Em junho do ano passado, o Hamas tomou o controle de Gaza após derrotar as forças do presidente da Autoridade Nacional Palestina (ANP) e líder do Fatah, Mahmoud Abbas.

Nos nove meses seguintes, o Hamas seguiu governando de fato na Faixa de Gaza, enquanto Abbas ficou com autoridade real só sobre a Cisjordânia.

Para acabar com esta divisão, Abdullah Saleh propõe que o Hamas abra mão do controle de Gaza e entre em acordo com o Fatah sobre a realização de eleições antecipadas.

O porta-voz do Hamas afirmou que as sete cláusulas da proposta do Iêmen são uma “sugestão de agenda para diálogo”, por isso “a intenção do Fatah de adotar um compromisso para acatar imediatamente a iniciativa contradiz seu espírito, seu título e seu conteúdo”.

As delegações da OLP e do Hamas, que devem permanecer até hoje em Sana, se reuniram esta manhã, sem conseguir chegar a um acordo para iniciar as negociações entre o Fatah e o movimento islamita.

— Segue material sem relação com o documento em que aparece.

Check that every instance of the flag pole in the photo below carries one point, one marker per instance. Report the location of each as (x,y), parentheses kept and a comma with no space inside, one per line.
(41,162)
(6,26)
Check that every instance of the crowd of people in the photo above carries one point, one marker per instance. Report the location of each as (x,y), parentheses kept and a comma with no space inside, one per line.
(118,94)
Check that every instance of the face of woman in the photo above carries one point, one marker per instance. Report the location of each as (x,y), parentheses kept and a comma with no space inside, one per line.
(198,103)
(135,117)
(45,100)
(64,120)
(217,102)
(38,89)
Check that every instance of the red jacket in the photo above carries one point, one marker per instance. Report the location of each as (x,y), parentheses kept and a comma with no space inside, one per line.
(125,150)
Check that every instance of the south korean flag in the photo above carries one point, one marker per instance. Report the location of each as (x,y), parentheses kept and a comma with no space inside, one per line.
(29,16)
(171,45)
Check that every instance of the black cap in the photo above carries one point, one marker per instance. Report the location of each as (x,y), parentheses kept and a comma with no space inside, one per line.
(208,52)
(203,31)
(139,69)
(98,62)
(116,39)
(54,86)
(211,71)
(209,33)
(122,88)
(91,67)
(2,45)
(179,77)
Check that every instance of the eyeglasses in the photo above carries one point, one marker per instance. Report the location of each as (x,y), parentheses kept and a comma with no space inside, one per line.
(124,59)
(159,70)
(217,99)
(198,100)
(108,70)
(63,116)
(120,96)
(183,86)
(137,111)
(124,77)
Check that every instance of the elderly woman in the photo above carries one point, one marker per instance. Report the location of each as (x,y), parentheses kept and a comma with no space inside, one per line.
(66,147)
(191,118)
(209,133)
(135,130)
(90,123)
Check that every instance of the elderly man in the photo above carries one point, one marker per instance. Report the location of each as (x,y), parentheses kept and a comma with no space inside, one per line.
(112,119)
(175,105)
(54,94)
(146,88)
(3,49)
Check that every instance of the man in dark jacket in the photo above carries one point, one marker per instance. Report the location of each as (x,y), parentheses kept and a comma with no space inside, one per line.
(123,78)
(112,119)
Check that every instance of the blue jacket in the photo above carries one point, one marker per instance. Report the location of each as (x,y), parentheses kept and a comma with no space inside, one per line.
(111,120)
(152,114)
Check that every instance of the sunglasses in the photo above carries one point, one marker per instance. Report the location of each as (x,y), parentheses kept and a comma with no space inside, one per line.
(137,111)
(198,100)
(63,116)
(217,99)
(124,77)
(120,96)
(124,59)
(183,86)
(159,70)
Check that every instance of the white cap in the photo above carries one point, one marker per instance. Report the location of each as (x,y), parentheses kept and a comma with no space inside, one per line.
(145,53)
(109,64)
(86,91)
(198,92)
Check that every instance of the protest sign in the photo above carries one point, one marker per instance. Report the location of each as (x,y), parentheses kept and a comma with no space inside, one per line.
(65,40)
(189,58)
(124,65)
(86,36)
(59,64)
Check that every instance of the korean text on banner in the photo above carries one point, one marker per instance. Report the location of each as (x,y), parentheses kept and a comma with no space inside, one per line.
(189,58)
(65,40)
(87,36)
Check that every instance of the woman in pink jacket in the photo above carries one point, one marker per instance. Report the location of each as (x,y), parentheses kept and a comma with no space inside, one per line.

Depois da reunião, o ministro dos Assuntos Exteriores iemenita, Abu Bakr al-Qerbi, disse em entrevista coletiva que as duas delegações chegaram a um princípio de acordo, mas que os representantes do Hamas pediram tempo “para consultar seus dirigentes no interior (Gaza) e no exterior (Síria)”.

Qerbi não descartou que os representantes do Hamas apresentem uma resposta ao longo do dia de hoje.

O presidente iemenita convenceu as duas partes, no final da quinta-feira, a fazer um último esforço quando ambos já se preparavam para retornar aos territórios palestinos e considerar o encontro como fracassado.